Equipotential surfaces are shown in fig, then the electric field strength will be

A. $100\,V{m^{ - 1}}$ along X-axis
B. $100\,V{m^{ - 1}}$ along Y-axis
C. $200\,V{m^{ - 1}}$ at an angle ${120^ \circ }$ with X-axis
D. $50\,V{m^{ - 1}}$ at an angle ${180^ \circ }$ with X-axis

Answer 1

Hint: The potential difference between two surfaces is given, the distance between two equipotential surfaces is also given. Potential difference is the dot product of electric field strength with the displacement vector. Substitute the values of potential difference and distance vector to find the electric field strength.

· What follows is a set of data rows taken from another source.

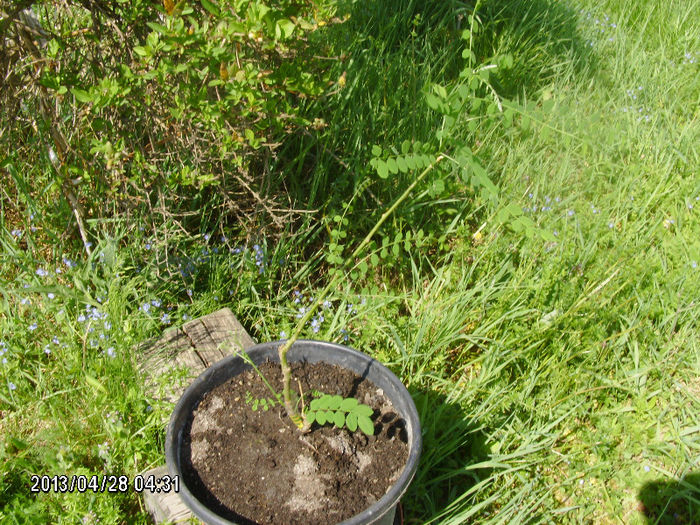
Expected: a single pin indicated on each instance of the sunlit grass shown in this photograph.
(556, 381)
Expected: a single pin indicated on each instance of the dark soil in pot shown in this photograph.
(253, 466)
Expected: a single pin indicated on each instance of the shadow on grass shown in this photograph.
(452, 445)
(542, 36)
(671, 502)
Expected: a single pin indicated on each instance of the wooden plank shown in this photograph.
(195, 347)
(165, 507)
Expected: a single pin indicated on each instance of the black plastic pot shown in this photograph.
(384, 510)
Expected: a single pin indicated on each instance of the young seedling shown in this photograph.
(303, 422)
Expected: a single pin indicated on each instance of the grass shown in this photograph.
(557, 381)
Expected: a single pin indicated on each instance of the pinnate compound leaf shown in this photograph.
(351, 422)
(401, 163)
(82, 96)
(348, 404)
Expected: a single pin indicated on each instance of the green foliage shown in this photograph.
(342, 412)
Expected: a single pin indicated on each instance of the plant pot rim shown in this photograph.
(311, 351)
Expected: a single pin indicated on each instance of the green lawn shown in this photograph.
(552, 349)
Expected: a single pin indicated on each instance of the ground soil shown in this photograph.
(256, 467)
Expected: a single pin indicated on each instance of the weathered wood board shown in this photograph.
(193, 347)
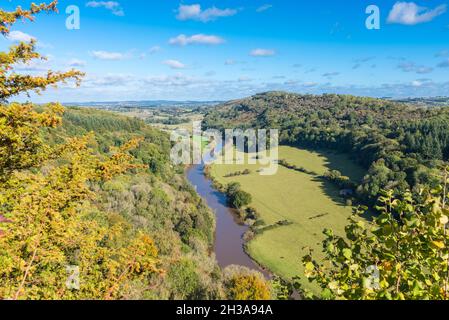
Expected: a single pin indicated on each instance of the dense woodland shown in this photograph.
(401, 146)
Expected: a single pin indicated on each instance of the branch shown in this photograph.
(7, 19)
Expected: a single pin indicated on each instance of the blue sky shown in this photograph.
(219, 50)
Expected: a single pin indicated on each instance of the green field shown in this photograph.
(306, 201)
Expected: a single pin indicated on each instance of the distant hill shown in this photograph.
(399, 144)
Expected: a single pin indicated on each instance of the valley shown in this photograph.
(305, 201)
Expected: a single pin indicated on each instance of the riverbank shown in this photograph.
(229, 241)
(293, 207)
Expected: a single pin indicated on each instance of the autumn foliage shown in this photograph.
(46, 201)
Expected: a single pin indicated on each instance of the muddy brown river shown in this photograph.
(229, 232)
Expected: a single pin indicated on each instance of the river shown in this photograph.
(229, 232)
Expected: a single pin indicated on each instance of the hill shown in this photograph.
(399, 145)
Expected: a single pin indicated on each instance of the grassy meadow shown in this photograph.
(307, 202)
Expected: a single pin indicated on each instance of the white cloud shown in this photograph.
(330, 75)
(154, 49)
(76, 63)
(194, 12)
(20, 36)
(112, 6)
(409, 13)
(265, 7)
(174, 64)
(244, 79)
(262, 53)
(413, 67)
(183, 40)
(105, 55)
(443, 64)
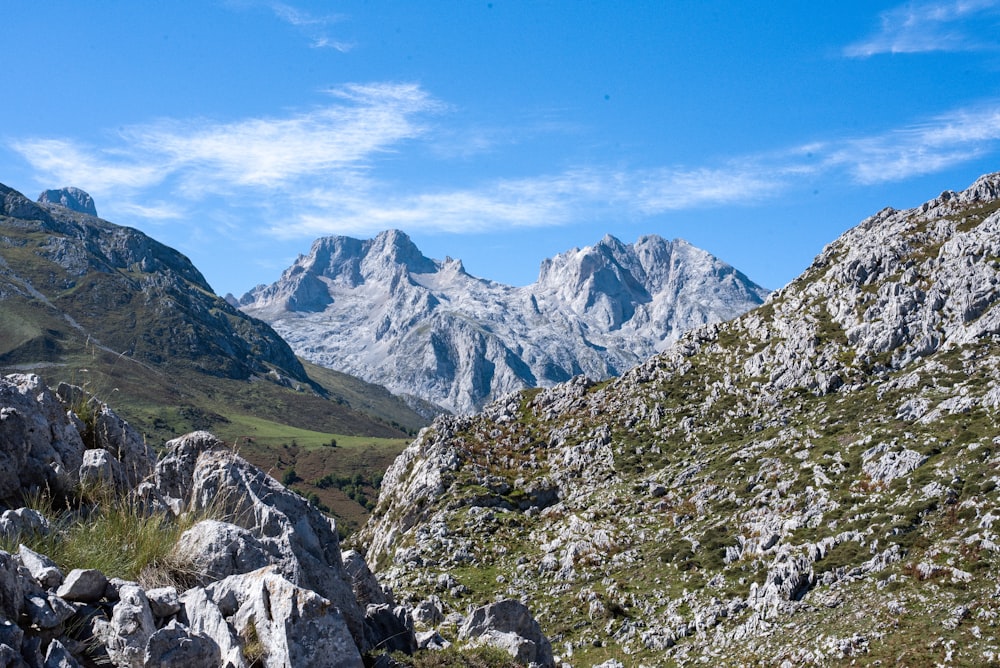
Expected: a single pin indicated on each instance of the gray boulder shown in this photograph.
(205, 617)
(509, 626)
(297, 626)
(216, 550)
(131, 625)
(174, 646)
(163, 601)
(199, 473)
(57, 656)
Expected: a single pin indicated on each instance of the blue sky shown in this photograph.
(502, 132)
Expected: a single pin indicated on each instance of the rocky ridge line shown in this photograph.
(812, 482)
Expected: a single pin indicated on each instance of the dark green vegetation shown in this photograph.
(135, 324)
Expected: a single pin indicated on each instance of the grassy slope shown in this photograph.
(167, 399)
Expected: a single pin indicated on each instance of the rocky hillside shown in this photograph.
(814, 482)
(193, 560)
(379, 309)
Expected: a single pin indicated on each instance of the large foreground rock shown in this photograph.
(509, 626)
(198, 473)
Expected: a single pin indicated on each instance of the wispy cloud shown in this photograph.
(923, 148)
(315, 28)
(956, 25)
(545, 200)
(334, 142)
(319, 172)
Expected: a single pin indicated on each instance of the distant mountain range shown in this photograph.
(379, 309)
(106, 307)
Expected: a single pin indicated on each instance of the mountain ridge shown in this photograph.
(813, 482)
(381, 310)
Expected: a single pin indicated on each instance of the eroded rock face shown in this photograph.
(294, 626)
(270, 577)
(42, 442)
(509, 626)
(71, 198)
(299, 540)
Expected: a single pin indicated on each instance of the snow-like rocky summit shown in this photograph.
(379, 309)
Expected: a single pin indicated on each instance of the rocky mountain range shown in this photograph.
(812, 483)
(379, 309)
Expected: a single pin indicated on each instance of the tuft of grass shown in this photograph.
(254, 650)
(452, 657)
(111, 534)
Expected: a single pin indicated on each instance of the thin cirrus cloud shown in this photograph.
(201, 158)
(922, 148)
(920, 27)
(318, 171)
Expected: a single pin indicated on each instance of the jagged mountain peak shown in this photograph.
(71, 198)
(380, 309)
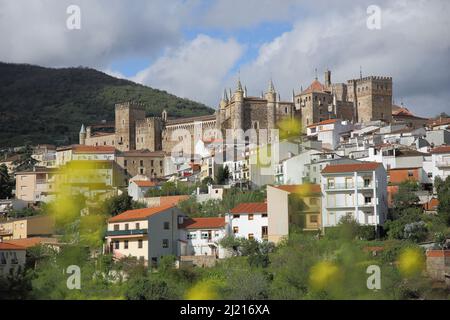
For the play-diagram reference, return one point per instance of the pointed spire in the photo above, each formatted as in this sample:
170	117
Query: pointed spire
271	87
239	86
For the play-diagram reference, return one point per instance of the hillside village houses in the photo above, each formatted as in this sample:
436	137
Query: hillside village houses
354	148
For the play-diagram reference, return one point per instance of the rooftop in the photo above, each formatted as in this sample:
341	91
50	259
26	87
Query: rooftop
354	167
251	207
140	214
202	223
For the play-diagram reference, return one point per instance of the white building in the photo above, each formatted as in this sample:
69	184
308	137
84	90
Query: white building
439	166
12	258
329	131
356	190
249	221
201	237
138	187
147	234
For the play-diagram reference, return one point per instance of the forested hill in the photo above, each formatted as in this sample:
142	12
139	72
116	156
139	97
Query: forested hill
45	105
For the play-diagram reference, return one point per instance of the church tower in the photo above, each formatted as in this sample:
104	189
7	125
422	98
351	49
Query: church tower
83	135
271	97
238	122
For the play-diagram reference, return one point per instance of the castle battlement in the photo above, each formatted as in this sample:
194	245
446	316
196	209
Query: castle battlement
370	78
130	104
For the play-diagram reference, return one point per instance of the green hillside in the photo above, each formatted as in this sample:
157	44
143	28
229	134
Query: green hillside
43	105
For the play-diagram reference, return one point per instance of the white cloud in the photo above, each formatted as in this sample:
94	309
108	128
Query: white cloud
35	31
410	47
196	69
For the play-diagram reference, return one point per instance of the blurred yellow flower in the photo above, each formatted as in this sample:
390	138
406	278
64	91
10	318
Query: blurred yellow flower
411	262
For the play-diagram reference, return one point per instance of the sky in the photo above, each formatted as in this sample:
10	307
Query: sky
196	48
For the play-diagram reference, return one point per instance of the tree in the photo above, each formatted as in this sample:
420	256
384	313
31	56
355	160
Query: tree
443	191
6	183
223	174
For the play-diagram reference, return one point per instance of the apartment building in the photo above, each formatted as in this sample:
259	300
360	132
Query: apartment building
147	234
22	228
201	237
356	190
249	221
36	185
12	259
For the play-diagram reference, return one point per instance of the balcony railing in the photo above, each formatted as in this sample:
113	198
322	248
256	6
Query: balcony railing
349	186
126	232
443	164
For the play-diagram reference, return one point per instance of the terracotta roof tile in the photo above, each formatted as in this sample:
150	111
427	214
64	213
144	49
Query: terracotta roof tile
301	188
251	207
324	122
202	223
441	149
9	246
140	214
144	183
354	167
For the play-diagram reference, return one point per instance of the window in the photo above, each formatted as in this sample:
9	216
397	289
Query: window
331	183
192	236
205	235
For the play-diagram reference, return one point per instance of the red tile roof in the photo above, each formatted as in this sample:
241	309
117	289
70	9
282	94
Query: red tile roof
315	86
77	148
354	167
140	214
9	246
301	188
31	242
441	149
324	122
144	183
431	205
252	207
172	200
202	223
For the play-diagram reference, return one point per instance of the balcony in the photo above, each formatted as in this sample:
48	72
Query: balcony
347	186
124	233
443	164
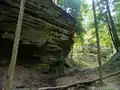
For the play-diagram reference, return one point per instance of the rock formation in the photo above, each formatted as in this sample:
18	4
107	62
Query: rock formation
47	31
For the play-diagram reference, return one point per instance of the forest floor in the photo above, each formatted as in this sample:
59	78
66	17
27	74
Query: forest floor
29	78
26	78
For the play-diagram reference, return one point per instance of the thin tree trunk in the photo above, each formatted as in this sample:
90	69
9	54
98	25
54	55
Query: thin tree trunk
114	31
15	47
98	44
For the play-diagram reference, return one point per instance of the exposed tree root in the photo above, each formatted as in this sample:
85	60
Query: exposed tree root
77	83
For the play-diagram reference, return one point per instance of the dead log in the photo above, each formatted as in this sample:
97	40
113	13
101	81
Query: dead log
78	83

Complete step by step answer:
Equipotential surface is the locus of all points which are at the same potential level. Work done to move a charge from one point to another on the equipotential surface is zero. Any surface with the same electric potential at every point is termed as an equipotential surface.
Let $\vartriangle V$ be the potential difference between two equipotential surfaces.
$E$ be the electric field strength
$\vartriangle r$ be the distance between the two equipotential surfaces.
The potential difference is dot product of electric field and distance vector, given as:
$\vartriangle V = - E.\vartriangle r$
The negative sign indicates that work must be done against the field to move the charge apart.
$ \Rightarrow \vartriangle V = - E\vartriangle r\cos \theta $
$ \Rightarrow E = - \dfrac{{\vartriangle V}}{{\vartriangle r\cos \theta }}$
Let us consider the equipotential surface at $10\,cm$ and $20\,cm$ . These surfaces have potential of $20\,V$ and $10\,V$ respectively. Therefore, we can have
$\vartriangle V = 20V - 10V = 10V$ and $\vartriangle r = 20cm - 10cm = 0.1m$
The electric field is perpendicular to the equipotential surface, as shown below

It is clear that the electric field makes an angle of ${120^ \circ }$ with the positive X-axis, $\theta = {120^ \circ }$
Substituting the values, we get
$E = - \dfrac{{10}}{{0.1 \times \cos {{120}^ \circ }}}$
$\cos {120^ \circ } = - \dfrac{1}{2}$
$ \Rightarrow E = - \dfrac{{10}}{{0.1 \times \left( { - \dfrac{1}{2}} \right)}}$
$ \Rightarrow E = 200\,V{m^{ - 1}}$
Thus, the electric field strength is of $200\,V{m^{ - 1}}$ and it is at an angle of ${120^ \circ }$ with X-axis.

So, the correct answer is “Option C”.

Note:
Surfaces which are at same potential are known as equipotential surfaces.
The equipotential surface can be in any shape.
The potential difference is the dot product of the electric field strength and the distance.
The potential difference is taken as negative.